しかしながらここにきて、更にゴールドや株式市場の暴落に追随する形で仮想通貨市場も暴落となり、トランプ大統領就任後のビットコインの上昇相場からはー50%以上のパフォーマンスとなっており、その他の金融資産に比べて非常に厳しいパフォーマンスと局面に立たされると感じています。

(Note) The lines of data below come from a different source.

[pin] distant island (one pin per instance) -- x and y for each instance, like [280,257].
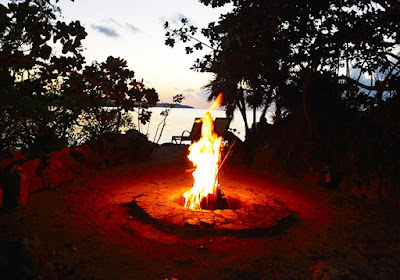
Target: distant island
[168,105]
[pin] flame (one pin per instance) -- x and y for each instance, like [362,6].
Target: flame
[217,102]
[205,155]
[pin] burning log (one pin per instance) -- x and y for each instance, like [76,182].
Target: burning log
[206,156]
[217,200]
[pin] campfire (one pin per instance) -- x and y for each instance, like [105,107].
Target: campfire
[205,154]
[205,206]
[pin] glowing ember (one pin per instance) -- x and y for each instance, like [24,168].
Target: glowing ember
[205,155]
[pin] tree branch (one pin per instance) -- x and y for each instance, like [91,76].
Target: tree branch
[58,68]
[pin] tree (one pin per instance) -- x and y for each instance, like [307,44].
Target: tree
[261,48]
[45,95]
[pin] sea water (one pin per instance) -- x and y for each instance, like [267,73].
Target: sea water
[181,119]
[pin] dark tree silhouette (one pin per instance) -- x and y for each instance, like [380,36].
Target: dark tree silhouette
[261,47]
[52,99]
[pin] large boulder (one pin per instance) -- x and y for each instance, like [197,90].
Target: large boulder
[25,259]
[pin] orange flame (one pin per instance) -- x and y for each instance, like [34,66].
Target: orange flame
[205,155]
[217,102]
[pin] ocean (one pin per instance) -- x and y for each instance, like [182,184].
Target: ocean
[181,119]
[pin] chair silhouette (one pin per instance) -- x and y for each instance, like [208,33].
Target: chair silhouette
[192,135]
[221,126]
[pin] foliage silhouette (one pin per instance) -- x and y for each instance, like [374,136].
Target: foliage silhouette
[52,99]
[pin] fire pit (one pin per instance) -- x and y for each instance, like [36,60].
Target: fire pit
[207,205]
[251,211]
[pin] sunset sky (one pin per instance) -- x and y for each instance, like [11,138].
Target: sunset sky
[133,30]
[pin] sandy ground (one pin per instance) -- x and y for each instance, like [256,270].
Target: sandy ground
[82,228]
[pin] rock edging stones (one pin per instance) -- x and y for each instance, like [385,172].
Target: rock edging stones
[256,211]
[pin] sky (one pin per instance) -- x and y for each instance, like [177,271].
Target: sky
[133,30]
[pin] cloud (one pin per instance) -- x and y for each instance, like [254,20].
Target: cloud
[176,19]
[132,28]
[108,31]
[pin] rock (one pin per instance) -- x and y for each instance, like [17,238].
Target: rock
[26,259]
[322,271]
[192,223]
[226,216]
[230,226]
[11,158]
[29,177]
[207,222]
[84,155]
[14,193]
[59,167]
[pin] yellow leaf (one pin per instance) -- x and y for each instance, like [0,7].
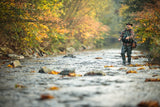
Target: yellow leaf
[54,72]
[108,66]
[11,66]
[53,88]
[141,68]
[131,71]
[46,96]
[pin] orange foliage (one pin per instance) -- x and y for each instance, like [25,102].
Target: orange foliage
[54,72]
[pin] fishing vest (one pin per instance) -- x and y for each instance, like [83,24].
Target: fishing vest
[125,34]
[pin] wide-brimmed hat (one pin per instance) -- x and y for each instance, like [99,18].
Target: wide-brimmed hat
[129,24]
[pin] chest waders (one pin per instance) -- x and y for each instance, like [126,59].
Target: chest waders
[126,47]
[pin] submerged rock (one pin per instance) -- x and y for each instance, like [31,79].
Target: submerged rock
[16,63]
[67,71]
[70,50]
[95,73]
[44,70]
[14,56]
[6,50]
[69,55]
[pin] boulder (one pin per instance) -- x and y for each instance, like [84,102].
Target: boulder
[67,71]
[6,50]
[44,70]
[95,73]
[14,56]
[70,50]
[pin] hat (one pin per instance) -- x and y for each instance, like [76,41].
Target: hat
[129,24]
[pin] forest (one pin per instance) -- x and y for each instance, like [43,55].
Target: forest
[51,26]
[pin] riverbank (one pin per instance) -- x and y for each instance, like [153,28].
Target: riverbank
[25,86]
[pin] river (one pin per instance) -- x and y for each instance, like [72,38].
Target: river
[24,86]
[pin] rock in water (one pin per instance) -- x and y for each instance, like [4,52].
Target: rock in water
[67,71]
[44,70]
[95,73]
[69,55]
[14,56]
[70,50]
[16,63]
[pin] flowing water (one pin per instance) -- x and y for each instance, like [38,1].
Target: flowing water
[116,89]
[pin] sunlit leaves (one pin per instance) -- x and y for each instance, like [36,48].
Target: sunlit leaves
[53,88]
[46,97]
[108,66]
[152,80]
[131,71]
[54,72]
[148,104]
[19,86]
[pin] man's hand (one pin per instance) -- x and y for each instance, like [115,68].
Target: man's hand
[127,38]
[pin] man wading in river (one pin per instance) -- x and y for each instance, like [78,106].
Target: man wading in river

しかしながら、ファンダメンタルズは必ずしも悪いものではありません。規制関係やビットコイン保有企業の増加、ブロックチェーンの普及は着実に広がっているのは事実です。下落後の相場で次の大きな流れを意識し、銘柄を選別する。同じく重要な局面とも言えます。 下落した価格では通常にくらべて枚数をより多く買うことができるからです。
ビットコイン(BTC)
価格は約 61,000 ドル前後(詳細な市場レートでは 61,035 ドル付近)で推移しています。直近の 24 時間では +0.5% 程度の小幅な上昇を見せ、一時的な下げ渋りを見せているものの、先週の同曜日水準と比較すると約 8% から 9% の大幅な下落を記録しています。一時、恐怖と強欲指数(Fear & Greed Index)の算出データ背景では 63,349 ドルを示していた局面もありましたが、全体としては弱気トレンドに引きずられています。
イーサリアム(ETH)
価格は約 1,620 ドル前後(詳細な市場レートでは 1,621 ドル付近)で推移しています。過去 24 時間の変動幅は +0.2% から 0.3% 程度の小幅な値動きにとどまっていますが、先週比では約 13% も下落しており、ビットコイン以上に深刻な調整局面を迎えています。
その他の主要アルトコイン(時価総額上位)
主要なアルトコインも例外なく軒並み下落基調にあります。BNBは約 583 ドル、XRPは約 1.10 ドル、Solana(SOL)は約 63.5 ドルとなっており、これら時価総額上位の銘柄も先週比で 8% から 15% の大幅なマイナスを記録しています。
市場全体の時価総額とセンチメント
暗号資産市場全体の時価総額は、現在約 2.1 兆ドル前後で推移しています。これは過去 24 時間で 2% 参照から 3% 程度減少した計算となり、市場から資金が流出していることを示しています。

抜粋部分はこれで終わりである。